A Pilot Maintains heading due West With an airplane speed of 240 km/h the passengers was graduated from physics 20 measured the velocity of the aircraft relative to the ground and calculate it to be 180 km/h 35° north of West what is the magnitude and direction of the wind
To find the magnitude and direction of the wind, we can treat the velocity of the aircraft relative to the ground as the vector sum of the velocity of the airplane (240 km/h due West) and the velocity of the wind.
Let W be the velocity of the wind.
Let A be the velocity of the aircraft (240 km/h due West).

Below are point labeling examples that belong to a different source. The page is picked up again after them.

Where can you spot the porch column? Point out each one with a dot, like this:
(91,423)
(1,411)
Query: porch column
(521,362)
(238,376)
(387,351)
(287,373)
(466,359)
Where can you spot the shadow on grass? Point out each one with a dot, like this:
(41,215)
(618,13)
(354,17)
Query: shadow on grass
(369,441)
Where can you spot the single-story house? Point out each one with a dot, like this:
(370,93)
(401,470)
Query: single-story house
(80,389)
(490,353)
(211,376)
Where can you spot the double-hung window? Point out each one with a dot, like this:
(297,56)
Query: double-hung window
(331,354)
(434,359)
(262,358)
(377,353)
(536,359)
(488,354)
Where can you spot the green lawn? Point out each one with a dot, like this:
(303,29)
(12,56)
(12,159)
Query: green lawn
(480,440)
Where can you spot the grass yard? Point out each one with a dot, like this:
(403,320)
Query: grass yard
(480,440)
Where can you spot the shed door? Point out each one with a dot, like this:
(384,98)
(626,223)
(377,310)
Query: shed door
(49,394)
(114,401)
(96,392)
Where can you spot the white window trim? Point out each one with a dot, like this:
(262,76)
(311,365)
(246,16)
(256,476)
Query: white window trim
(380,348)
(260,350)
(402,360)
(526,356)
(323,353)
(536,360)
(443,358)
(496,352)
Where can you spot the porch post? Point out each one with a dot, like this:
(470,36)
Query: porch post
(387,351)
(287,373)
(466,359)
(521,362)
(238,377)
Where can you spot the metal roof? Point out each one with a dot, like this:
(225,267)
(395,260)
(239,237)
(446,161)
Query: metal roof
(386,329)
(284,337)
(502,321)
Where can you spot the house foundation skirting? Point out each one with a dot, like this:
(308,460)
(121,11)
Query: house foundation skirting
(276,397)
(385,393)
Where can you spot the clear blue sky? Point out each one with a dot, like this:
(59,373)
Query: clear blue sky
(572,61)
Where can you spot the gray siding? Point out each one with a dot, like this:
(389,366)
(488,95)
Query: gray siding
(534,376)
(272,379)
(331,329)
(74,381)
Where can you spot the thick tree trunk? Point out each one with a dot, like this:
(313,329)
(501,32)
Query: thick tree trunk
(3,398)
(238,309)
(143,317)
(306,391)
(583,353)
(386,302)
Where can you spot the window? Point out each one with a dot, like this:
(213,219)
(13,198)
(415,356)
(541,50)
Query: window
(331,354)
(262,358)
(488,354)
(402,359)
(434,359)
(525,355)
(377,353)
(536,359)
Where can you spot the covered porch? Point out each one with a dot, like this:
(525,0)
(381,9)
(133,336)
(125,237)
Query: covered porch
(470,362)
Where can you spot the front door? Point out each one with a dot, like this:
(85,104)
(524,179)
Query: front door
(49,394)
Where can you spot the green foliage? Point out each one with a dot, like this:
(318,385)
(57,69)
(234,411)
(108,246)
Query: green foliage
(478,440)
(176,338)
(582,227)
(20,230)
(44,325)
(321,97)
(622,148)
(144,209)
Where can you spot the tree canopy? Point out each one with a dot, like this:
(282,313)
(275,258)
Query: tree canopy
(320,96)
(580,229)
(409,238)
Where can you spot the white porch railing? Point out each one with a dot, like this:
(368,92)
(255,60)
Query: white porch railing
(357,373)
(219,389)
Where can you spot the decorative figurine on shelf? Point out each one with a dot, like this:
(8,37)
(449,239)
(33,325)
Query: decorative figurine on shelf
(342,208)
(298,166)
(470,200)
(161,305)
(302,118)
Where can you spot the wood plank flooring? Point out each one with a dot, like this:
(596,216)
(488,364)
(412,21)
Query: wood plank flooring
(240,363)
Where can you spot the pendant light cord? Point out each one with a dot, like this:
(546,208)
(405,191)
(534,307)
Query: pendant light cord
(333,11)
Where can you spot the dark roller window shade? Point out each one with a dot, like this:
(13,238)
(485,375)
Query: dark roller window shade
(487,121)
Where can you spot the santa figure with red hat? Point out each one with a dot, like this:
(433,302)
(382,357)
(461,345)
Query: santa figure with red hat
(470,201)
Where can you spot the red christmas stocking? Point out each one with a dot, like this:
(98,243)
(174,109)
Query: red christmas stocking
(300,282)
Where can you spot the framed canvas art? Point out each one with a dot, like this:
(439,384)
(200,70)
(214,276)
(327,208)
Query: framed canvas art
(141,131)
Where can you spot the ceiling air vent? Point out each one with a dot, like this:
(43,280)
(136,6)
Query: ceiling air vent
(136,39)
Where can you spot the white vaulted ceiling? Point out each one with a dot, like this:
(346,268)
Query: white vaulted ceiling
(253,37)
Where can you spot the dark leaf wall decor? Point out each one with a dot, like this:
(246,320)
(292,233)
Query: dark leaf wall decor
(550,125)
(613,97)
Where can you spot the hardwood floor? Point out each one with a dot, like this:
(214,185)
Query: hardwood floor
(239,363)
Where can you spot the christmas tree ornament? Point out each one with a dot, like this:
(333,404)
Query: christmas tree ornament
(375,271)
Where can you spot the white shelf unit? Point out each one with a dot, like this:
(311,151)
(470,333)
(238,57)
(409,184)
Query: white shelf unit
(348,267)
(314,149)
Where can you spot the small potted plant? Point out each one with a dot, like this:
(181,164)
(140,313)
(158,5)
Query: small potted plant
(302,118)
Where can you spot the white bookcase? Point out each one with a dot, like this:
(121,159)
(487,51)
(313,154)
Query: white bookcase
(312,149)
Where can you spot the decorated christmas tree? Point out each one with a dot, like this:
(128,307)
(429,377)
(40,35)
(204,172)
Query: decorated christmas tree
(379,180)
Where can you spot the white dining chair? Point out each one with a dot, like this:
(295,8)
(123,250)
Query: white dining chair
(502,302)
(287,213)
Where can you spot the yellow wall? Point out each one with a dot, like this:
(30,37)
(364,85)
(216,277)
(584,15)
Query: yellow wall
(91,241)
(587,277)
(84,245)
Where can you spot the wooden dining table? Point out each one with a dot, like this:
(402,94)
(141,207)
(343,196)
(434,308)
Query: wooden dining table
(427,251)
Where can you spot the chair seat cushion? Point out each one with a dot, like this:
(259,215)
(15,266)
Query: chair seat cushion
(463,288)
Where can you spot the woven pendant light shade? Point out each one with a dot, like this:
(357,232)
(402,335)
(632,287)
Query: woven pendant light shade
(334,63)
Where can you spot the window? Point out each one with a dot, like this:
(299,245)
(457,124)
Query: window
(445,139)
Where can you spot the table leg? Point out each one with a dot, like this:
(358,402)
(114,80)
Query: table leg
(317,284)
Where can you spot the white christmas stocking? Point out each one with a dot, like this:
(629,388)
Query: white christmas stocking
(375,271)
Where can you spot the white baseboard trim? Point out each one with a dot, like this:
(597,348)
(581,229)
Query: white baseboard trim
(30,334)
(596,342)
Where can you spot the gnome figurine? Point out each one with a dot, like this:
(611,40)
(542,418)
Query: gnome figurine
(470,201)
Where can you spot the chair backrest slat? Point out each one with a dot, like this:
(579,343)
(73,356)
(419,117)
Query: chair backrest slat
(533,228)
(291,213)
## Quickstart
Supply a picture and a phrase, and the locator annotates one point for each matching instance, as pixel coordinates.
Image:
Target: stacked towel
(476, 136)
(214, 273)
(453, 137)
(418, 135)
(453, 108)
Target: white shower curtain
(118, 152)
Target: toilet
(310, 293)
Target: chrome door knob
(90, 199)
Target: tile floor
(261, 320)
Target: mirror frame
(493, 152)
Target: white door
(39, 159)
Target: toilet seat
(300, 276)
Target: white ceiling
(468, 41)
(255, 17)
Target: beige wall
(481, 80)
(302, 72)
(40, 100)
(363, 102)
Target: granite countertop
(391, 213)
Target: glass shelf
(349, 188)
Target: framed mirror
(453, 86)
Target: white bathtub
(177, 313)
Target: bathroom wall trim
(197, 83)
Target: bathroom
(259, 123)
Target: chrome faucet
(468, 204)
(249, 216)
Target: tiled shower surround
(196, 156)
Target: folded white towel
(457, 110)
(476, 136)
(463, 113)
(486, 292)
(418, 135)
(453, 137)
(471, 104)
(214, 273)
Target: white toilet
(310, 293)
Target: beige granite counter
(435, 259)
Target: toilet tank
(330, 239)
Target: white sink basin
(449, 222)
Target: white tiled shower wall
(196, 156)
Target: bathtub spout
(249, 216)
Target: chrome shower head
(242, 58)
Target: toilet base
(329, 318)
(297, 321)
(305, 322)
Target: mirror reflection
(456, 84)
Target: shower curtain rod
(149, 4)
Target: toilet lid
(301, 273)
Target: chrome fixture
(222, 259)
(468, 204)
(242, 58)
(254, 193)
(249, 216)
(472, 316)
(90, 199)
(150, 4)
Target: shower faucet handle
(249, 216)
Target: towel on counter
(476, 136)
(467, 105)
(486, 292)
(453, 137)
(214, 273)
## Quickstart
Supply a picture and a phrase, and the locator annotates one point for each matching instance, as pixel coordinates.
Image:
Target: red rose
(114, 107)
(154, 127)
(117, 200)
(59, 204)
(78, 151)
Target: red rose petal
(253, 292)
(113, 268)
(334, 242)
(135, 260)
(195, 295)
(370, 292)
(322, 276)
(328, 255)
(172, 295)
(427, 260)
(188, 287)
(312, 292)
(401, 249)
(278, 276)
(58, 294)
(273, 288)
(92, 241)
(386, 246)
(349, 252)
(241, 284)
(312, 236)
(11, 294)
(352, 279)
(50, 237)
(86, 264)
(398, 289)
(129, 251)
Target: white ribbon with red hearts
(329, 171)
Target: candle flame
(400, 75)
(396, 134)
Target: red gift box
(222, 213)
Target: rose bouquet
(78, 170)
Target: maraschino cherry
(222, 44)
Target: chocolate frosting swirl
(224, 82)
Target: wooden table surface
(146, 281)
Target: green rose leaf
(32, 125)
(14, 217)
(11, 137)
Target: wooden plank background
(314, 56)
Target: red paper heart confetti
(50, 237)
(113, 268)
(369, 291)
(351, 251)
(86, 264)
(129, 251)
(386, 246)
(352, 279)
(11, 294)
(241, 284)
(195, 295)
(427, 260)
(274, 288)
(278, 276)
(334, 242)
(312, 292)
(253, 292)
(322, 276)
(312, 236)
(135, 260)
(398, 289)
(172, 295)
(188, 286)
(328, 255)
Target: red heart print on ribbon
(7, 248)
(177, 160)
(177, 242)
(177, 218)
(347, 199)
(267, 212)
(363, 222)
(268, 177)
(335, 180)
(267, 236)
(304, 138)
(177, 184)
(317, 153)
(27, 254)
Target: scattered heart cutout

Let G be the velocity of the aircraft relative to the ground (180 km/h 35° north of West).
We can represent A and G as vectors:
A = 240 km/h due West = 240 km/h * <1, 0>
G = 180 km/h 35° north of West = 180 km/h * <cos(35°), sin(35°)>
We know that G = A + W, so:
180 km/h * <cos(35°), sin(35°)> = 240 km/h * <1, 0> + W
180 km/h * <cos(35°), sin(35°)> = 240 km/h * <1, 0> + <w1, w2>
This gives us two equations:
1. 180 * cos(35°) = 240 + w1
2. 180 * sin(35°) = w2
From equation 1, we get:
180 * cos(35°) - 240 = w1
w1 ≈ -107.974 km/h
From equation 2, we get:
180 * sin(35°) = w2
w2 ≈ 102.731 km/h
Therefore, the magnitude of the wind velocity is approximately sqrt(w1² + w2²) = sqrt((-107.974)² + (102.731)²) ≈ 153.34 km/h.
The direction of the wind can be found using the arctan function:
arctan(w2 / w1) = arctan(102.731 / -107.974) ≈ -41.03°
So, the wind velocity is approximately 153.34 km/h 41.03° south of West.